# horned sheep healthier then polled?



## Sydney (Nov 20, 2010)

i read an interesting article about how horned sheep and cows tend to be more parasite resistant then polled breeds.  i was wondering if anyone has noticed that their horned sheep tend to be healthier then the polled ones?


----------



## Bossroo (Nov 20, 2010)

NOPE !!! However horns tend to be more dangerous to your well being as the possessors of those appendages  tend to be more aggressive to all creatures big and small.  Why do you think dehorning is so popular?


----------



## patandchickens (Nov 20, 2010)

I've often read it. It may be so. Note that whether an animal has been artificially disbudded/dehorned has nothing to do with it, they should still have whatever genetic advantages there may be to "non-polled-ness".

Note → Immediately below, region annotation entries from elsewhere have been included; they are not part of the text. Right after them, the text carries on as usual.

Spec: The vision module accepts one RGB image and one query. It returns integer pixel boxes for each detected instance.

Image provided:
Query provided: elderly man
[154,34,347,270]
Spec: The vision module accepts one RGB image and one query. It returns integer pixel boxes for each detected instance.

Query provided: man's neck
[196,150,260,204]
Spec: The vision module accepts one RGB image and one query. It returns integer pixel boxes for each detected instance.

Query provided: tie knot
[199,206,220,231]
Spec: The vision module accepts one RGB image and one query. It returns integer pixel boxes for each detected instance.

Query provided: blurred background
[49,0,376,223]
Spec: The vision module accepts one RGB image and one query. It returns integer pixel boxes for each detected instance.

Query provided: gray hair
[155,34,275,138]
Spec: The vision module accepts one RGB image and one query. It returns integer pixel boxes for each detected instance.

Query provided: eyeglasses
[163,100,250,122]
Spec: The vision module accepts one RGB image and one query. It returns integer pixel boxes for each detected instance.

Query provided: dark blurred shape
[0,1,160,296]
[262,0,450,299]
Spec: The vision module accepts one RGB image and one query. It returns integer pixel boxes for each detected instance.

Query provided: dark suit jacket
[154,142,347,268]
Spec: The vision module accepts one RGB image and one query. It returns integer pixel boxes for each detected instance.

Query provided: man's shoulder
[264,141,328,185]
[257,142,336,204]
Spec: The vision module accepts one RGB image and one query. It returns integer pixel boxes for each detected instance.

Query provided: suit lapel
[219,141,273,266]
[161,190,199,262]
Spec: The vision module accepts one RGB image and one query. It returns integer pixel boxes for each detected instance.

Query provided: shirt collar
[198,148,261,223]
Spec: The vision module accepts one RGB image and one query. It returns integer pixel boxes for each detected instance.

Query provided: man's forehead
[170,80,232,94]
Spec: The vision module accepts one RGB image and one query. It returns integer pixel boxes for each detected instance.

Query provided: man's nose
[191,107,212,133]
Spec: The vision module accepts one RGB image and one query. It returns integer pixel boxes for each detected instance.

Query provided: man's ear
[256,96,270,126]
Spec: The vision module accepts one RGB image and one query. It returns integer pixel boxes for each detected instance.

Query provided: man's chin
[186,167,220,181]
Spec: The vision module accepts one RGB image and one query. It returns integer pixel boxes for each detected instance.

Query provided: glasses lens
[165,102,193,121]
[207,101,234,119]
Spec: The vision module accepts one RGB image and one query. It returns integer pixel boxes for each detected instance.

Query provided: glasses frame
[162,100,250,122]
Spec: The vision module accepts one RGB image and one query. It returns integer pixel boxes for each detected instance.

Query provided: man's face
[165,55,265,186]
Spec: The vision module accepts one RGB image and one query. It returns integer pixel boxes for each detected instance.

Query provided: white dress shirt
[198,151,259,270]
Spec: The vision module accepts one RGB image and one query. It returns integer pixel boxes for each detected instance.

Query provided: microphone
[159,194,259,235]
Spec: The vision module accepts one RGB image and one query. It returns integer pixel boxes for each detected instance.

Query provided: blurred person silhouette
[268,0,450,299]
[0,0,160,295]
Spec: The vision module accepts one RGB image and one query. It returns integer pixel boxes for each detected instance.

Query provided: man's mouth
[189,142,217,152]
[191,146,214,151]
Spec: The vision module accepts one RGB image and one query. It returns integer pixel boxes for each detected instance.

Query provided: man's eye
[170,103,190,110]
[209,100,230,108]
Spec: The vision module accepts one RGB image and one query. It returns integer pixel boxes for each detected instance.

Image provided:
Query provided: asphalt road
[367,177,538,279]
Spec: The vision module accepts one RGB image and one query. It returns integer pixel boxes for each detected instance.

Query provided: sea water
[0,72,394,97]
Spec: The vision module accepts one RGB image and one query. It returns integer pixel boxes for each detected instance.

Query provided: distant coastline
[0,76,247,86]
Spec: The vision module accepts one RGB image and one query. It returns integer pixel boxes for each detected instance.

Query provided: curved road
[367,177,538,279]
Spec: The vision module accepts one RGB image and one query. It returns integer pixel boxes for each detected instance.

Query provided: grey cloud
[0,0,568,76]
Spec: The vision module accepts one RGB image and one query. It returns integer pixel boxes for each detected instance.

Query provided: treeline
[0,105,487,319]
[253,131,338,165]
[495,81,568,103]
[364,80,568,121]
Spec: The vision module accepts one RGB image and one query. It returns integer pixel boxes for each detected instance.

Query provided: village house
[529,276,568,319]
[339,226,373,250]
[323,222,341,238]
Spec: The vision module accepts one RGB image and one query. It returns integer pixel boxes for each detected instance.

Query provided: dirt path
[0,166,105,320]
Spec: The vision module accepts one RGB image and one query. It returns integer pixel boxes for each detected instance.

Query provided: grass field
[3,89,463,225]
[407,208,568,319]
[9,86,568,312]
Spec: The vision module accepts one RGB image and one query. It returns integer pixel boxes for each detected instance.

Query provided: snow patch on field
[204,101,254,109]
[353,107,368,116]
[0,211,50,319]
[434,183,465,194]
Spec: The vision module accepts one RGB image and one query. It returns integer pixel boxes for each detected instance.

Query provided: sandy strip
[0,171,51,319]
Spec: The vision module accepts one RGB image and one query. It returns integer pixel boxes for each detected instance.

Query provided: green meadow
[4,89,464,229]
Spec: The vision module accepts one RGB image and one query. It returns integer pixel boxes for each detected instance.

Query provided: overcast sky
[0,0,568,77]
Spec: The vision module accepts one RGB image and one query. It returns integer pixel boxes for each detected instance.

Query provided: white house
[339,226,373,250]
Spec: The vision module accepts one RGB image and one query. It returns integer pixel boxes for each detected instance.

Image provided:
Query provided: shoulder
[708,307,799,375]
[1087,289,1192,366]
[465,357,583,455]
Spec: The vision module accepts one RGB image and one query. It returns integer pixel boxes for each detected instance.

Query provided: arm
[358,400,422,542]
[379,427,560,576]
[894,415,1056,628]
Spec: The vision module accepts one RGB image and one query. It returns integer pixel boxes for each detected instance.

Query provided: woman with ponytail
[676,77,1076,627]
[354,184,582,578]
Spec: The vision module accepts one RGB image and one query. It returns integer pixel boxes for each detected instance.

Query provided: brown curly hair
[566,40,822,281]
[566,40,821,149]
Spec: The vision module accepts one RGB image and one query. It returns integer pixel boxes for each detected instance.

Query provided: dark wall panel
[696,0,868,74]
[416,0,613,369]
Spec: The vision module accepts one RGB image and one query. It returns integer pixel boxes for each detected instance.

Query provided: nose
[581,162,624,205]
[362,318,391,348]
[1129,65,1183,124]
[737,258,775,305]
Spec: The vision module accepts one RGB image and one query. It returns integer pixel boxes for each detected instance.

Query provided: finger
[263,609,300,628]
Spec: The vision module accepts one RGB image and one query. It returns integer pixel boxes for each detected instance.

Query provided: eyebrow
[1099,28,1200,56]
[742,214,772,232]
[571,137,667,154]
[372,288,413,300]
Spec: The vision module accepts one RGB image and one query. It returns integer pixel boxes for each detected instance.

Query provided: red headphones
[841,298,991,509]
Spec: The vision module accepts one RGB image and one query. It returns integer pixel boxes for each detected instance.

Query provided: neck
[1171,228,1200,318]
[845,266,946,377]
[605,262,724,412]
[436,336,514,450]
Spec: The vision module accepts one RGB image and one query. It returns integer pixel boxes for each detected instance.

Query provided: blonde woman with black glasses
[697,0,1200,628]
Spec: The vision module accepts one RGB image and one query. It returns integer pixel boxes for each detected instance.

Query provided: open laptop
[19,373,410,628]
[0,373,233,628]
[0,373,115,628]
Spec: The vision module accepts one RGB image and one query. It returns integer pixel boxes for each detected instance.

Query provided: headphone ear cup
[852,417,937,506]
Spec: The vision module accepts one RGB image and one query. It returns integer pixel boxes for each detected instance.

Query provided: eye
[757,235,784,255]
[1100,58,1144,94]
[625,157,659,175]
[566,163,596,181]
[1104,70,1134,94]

Whatever advantage there may be could be actually related in some way *to* the polled genes, or could be coincidence in the sense that horned breeds are often closer to their original state (have not been selected *as* heavily for production traits as opposed to hardiness traits). 

I dunno. I have a grand total of five sheep -- two from crossing polled breeds, and the other Shetlands where ewes (including mine) are usually polled and rams (including ram) usually horned. My shetland wether is naturally-scurred (heterozygous for the polled gene). Radically insufficient for me to be able to say anything from experience 

Pat


----------



## aggieterpkatie (Nov 21, 2010)

I wouldn't say it's true.


----------



## RustyDHart (Dec 23, 2010)

Both sexes of my breed (Scottish Blackface) are horned...I kept over 160 last year and they all were pretty healthy....I have never had any other breed.   I know people can be hurt badly by rams...but it can happen from breeds WITH...or...WTHOUT...horns.  I never keep overly aggressive animals.....


----------



## Royd Wood (Dec 23, 2010)

This is news to me and both cows and sheep here are nat polled. No vet in 4 years


----------



## boothcreek (Dec 23, 2010)

I think the thought behind the horned=healthier stems from that any horned breeds are genetically closer to the original wild ancestor and there for have the wild hardiness/more varied genetics compared to polled breeds which, to get the polling, were selectivly bred/inbred to set the trait there for may not be genetically as sound as the horned varieties. 
Of course many of todays polled livestock wether its sheep or cattle have been selectivley bred for hardiness with the increased commercial use. 100 or more yrs ago polled flocks of sheep or cattle may have been so new in some breeds that a lot of inbreeding was done to keep the trait at the expense of the health/hardiness of the animal.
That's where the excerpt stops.